The unusual notation I use is summarized in the Ezine article “Teaching Rotational Dynamics”. I do have to introduce some new notation here, the symbols for volume and area mass density. Volume mass density will be represented by an italicized capital P with a subscript (lower case letters) representing a substance. For example the volume mass density of sea water is represented by Psw. The surface mass density is represented by an italicized capital S with a subscript (lower case letters) representing a substance. For example, the surface mass density of copper is Scu.

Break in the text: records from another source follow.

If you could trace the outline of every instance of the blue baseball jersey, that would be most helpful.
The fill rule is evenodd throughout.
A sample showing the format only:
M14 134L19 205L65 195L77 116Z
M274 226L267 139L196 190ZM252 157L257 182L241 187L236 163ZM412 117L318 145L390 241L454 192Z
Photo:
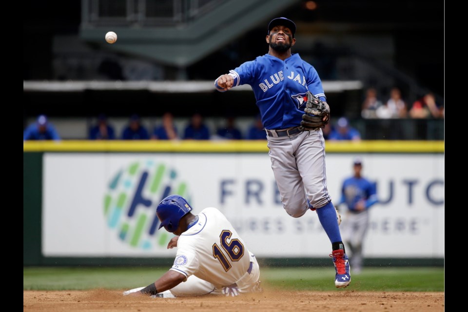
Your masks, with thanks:
M366 201L366 209L377 202L375 184L363 177L346 179L341 189L341 202L346 203L350 210L355 210L356 204L363 200Z
M317 71L297 53L284 60L265 54L230 71L229 74L234 78L233 86L249 84L252 87L262 122L268 129L300 125L308 91L325 100ZM218 91L224 91L218 86L217 79L214 85Z
M28 126L23 132L23 140L59 140L60 136L52 125L48 123L43 131L41 131L37 123Z

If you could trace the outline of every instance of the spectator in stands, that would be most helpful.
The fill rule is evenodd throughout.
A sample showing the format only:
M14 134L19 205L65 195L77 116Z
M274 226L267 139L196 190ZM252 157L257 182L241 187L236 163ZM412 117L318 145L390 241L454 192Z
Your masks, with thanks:
M382 105L382 101L377 98L377 90L369 88L366 92L366 98L362 103L361 116L363 118L376 118L375 112Z
M405 118L407 116L406 103L401 98L401 92L398 88L393 88L390 92L390 98L377 109L375 114L378 118Z
M198 113L194 114L185 128L184 138L186 140L209 140L210 129L203 123L203 118Z
M37 120L26 127L23 132L23 140L60 139L55 127L47 120L45 115L40 115Z
M109 124L107 117L101 114L98 117L98 123L89 130L90 140L113 140L116 138L114 127Z
M267 139L267 133L265 132L265 129L263 128L263 124L262 123L261 115L259 114L257 115L254 123L249 129L247 139Z
M429 93L416 100L410 110L411 118L439 118L441 112L435 102L435 97Z
M235 126L234 117L230 116L226 119L226 126L218 128L216 134L223 138L231 140L240 140L242 138L242 135Z
M179 138L172 114L167 112L162 115L162 123L155 128L152 138L156 140L176 140Z
M350 126L350 123L347 119L342 117L338 119L336 126L332 130L328 139L357 141L361 139L361 135L359 131Z
M150 138L148 130L141 124L140 117L133 115L130 122L122 133L122 140L147 140Z

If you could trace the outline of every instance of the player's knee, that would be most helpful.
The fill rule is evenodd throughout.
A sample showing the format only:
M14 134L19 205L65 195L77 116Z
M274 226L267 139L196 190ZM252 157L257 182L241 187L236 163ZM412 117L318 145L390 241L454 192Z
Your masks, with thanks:
M286 207L284 207L284 210L286 211L286 213L293 218L298 218L300 216L304 215L304 214L306 213L307 210L304 211L304 209L298 209L297 208L288 208Z

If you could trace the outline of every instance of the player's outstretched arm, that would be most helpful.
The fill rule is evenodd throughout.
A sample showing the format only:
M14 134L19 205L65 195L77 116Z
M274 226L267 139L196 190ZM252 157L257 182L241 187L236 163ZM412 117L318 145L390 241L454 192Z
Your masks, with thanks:
M170 270L157 281L140 290L139 292L146 295L156 294L174 288L186 278L187 277L183 274Z
M234 78L229 74L222 75L214 81L214 86L218 91L227 91L234 85Z

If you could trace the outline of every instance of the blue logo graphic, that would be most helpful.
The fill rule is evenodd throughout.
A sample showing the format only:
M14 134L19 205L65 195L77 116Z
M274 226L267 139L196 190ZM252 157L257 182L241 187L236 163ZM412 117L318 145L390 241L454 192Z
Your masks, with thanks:
M137 161L116 173L104 197L104 214L109 229L132 247L151 250L165 246L172 235L157 231L156 208L165 197L177 194L189 202L187 183L177 172L152 160Z

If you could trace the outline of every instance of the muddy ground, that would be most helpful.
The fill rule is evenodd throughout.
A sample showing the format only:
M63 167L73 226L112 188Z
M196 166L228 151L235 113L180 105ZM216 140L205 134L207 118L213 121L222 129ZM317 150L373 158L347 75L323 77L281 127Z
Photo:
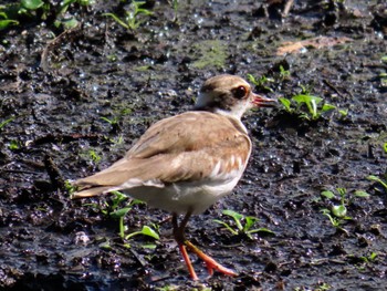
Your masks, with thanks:
M132 7L107 2L59 15L55 1L46 15L30 11L0 31L0 288L387 290L387 189L367 179L387 178L386 2L294 1L287 12L281 1L181 1L176 10L147 1L153 14L139 14L135 30L103 15ZM63 18L79 25L64 31ZM327 42L278 52L316 37ZM239 276L208 279L195 260L201 280L192 282L168 214L133 206L126 233L151 226L160 239L123 240L108 214L128 200L70 200L64 181L118 159L219 73L252 74L270 97L304 91L336 108L315 121L281 105L243 118L254 145L243 179L187 229ZM335 227L322 209L341 204L336 188L346 189L351 218L327 210ZM234 236L213 221L234 227L224 209L273 233Z

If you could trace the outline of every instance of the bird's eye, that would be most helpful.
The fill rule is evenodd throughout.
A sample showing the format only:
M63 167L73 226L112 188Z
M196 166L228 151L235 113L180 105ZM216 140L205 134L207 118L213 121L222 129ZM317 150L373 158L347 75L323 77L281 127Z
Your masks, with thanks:
M236 98L243 98L247 94L248 90L245 86L239 86L232 90L232 94Z

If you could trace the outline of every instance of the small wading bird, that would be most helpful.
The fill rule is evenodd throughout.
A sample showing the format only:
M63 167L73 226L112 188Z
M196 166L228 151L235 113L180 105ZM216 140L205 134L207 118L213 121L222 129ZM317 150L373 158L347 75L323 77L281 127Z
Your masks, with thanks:
M198 277L186 248L205 261L210 276L213 270L236 276L187 240L184 231L191 215L230 194L241 178L251 153L243 113L274 103L254 94L239 76L213 76L201 87L194 111L157 122L124 158L74 181L79 191L73 198L121 190L170 211L174 237L194 280ZM180 224L179 215L185 215Z

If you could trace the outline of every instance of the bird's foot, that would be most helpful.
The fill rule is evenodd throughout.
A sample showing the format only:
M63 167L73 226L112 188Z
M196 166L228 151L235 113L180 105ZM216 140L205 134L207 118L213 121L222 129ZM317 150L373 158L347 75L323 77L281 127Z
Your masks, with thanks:
M232 271L232 270L229 269L229 268L223 267L222 264L220 264L219 262L217 262L215 259L212 259L210 256L203 253L198 247L196 247L195 245L192 245L189 240L186 240L186 241L185 241L185 246L187 246L187 247L188 247L191 251L194 251L201 260L205 261L209 276L212 276L212 274L213 274L213 270L217 270L217 271L219 271L219 272L221 272L221 273L223 273L223 274L227 274L227 276L237 276L237 273L236 273L234 271ZM185 246L181 246L181 247L185 247ZM184 248L184 249L185 249L185 248ZM180 248L180 250L181 250L181 248ZM181 251L181 252L182 252L182 251ZM187 251L186 251L186 253L187 253ZM182 254L182 256L185 257L185 254ZM187 254L187 257L188 257L188 254ZM186 260L186 258L185 258L185 260ZM189 259L188 259L188 260L189 260ZM187 262L187 260L186 260L186 262ZM188 266L188 264L187 264L187 266ZM192 268L191 264L190 264L190 267ZM190 268L189 268L189 266L188 266L188 270L189 270L189 269L190 269ZM194 271L194 273L195 273L194 268L192 268L192 271ZM189 272L190 272L190 274L191 274L191 277L192 277L192 272L191 272L190 270L189 270ZM196 276L196 273L195 273L195 276ZM192 277L192 279L194 279L194 277ZM194 279L194 280L197 280L197 277L196 277L196 279Z

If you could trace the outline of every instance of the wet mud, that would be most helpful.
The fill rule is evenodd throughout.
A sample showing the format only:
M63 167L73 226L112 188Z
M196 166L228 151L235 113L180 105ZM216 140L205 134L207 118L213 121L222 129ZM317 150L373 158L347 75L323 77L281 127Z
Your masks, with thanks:
M387 179L386 3L143 8L151 14L136 29L104 15L123 19L130 3L96 1L69 7L64 17L79 21L69 30L39 10L0 30L0 289L387 290L387 189L367 178ZM318 105L312 118L305 104L280 103L243 118L253 154L242 180L187 229L239 276L207 278L195 260L192 282L168 214L133 205L125 233L150 226L160 239L122 239L111 214L129 200L71 200L66 180L117 160L220 73L251 74L254 91L273 98L313 95L335 108ZM339 205L346 212L335 215ZM224 209L270 231L233 235L213 221L236 228Z

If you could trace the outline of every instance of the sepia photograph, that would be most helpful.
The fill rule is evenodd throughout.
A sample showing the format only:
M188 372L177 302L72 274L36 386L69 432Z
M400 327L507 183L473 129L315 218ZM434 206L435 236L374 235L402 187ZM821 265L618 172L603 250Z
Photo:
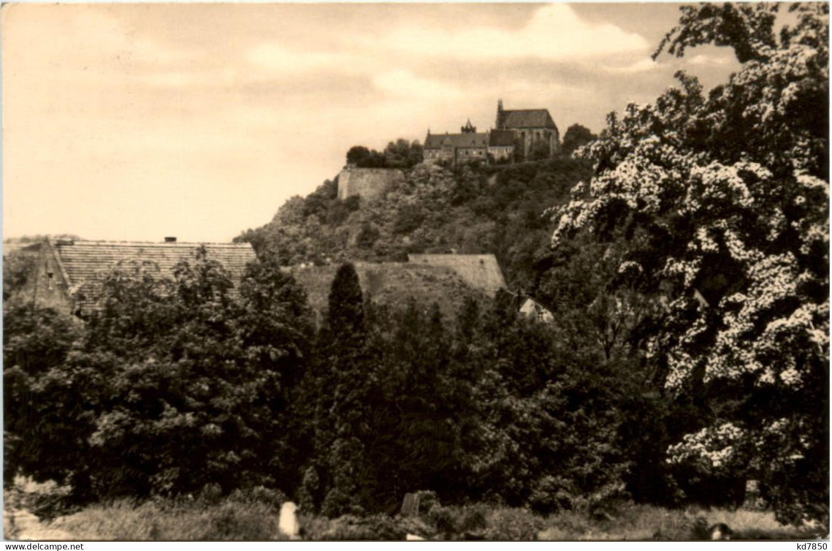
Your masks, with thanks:
M4 540L826 549L829 3L0 16Z

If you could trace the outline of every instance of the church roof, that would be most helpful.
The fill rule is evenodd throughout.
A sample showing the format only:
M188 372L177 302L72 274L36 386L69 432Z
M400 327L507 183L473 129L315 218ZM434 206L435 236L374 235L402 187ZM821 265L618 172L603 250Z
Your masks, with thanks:
M557 128L548 109L513 109L500 111L500 128Z
M513 145L514 130L491 130L491 138L488 145L492 147L498 145Z
M445 140L450 140L456 148L462 147L487 147L488 134L487 132L466 132L464 134L428 134L424 139L424 148L438 150Z

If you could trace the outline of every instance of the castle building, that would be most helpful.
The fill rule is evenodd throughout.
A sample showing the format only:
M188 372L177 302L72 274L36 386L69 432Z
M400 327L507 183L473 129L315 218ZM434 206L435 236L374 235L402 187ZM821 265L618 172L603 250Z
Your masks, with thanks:
M477 127L468 124L459 134L431 134L424 139L423 152L426 163L447 160L454 166L460 163L480 160L488 162L488 132L478 132Z
M446 161L453 166L476 160L512 160L514 148L522 147L528 156L538 143L545 143L549 155L560 147L557 126L547 109L521 109L508 111L503 108L503 100L497 103L497 127L488 132L477 132L477 127L468 123L459 129L459 134L431 134L424 140L424 162L435 164Z

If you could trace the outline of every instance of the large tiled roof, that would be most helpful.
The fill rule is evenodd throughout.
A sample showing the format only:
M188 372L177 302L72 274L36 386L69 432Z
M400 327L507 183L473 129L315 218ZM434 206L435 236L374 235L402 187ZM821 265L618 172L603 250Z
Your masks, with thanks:
M506 288L503 271L493 254L409 254L408 262L449 268L466 283L489 297Z
M514 145L514 130L491 130L491 139L488 145L492 147L503 147Z
M446 140L450 140L456 148L488 146L488 134L487 132L468 132L463 134L428 134L424 139L424 147L439 149Z
M514 109L500 111L500 128L556 128L548 109Z
M160 272L172 275L173 267L183 260L196 258L204 246L208 258L216 260L239 281L245 265L255 259L250 244L218 243L144 243L131 241L62 241L52 244L70 288L78 289L76 307L95 307L101 293L101 282L120 260L147 260Z

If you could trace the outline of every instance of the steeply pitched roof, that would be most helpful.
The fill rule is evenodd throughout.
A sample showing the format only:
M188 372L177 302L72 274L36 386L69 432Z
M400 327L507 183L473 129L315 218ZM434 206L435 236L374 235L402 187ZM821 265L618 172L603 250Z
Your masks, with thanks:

Problem. A girl holds a string attached to a helium-filled balloon of volume V= 0.320 m**3. The mass of the rubber of the balloon is Mr = 14.0 g, the mass of the string is negligible, the density of the helium is Ph = 0.18 kg/m**3, and the density of the air is Pa = 1.2 kg/m**3. What is the tension in the string?

Analysis. We investigate the static equilibrium of the balloon. (i) The balloon is touching the air, which exerts an upward buoyant force B on it. The buoyant force is equal to the weight of the air displaced:

……………………………….Archimedes’ Principle

………………………………………..B = PaVG

(ii) The balloon is also touching the string, which exerts a downward tension T on it. (iii) The gravitational force W on the balloon is the weight of the rubber plus the weight of the enclosed helium:

…………………………………….W = MrG + PhVG.

Since the balloon is stationary, it in static equilibrium. We now have with the help of a free-body diagram

………………………..Conditions for Static Equilibrium

……………………………………..SUM(Fy) = 0

……………………………………..B – T – W = 0

………………………….PaVG – T – MrG – PhVG = 0,

so………………………..T = (Pa – Ph)VG – MrG.

You can do the arithmetic. You’ll find that T = 3.2 N.

Problem. A hollow cubical box is made of thin sheet metal whose mass density per unit area is Ssm = 30 kg/m**2. What minimum size must the box have if it is to float in sea water (Psw = 1025 kg/m**3)? Do you see why an ocean liner made of thick metal sheets can float?

Analysis. Let’s consider a cubical box with sides of length L. We’ll assume the box floats with its vertical sides submerged to a depth H and then calculate H. If H < L, the box floats; if H > L, the box sinks. Independent of size, the only forces on the box are (i) its buoyancy and (ii) its weight. The buoyancy is the weight of the sea water displaced. With the box submerged to a depth H, the volume submerged is V = HL**2, and the buoyant force B is

……………………………Archimedes’ Principle

………………………….B = PswVG = (PswHL**2)G.

The weight of the box is the sum of the weights of six sheets of area L**2:

………………………..W = MG = (6SsmL**2)G.

Assuming the box floats, we have with the help of a free-body diagram

……………………Conditions for Static Equilibrium

………………………………….SUM(Fy) = 0

…………………………………….B – W = 0

………………………….(PswHL**2)G – (6SsmL**2)G = 0,

and…………………………… H = 6Ssm/Psw.

With the given values for Ssm and Psw, we find from this equation that H = 0.18 m = 18 cm. Thus the box will be submerged to a depth of 18 cm when it floats, and the sides of the box must be greater than 18 cm — anything less and the box sinks. The same reasoning can be applied to actual sea vessels. Their hulls are much thicker than our box so Ssm, and therefore minimum size for floating, is much larger.

I’ve just covered two problem solutions in fluid mechanics. These problems are considered fairly difficult for introductory physics students. However, they are, in fact, quite easy if they are approached in terms of what I call basic principles. In both cases, straight-forward applications of Archimedes’ principle and one of the conditions for static equilibrium lead to a very simple solution.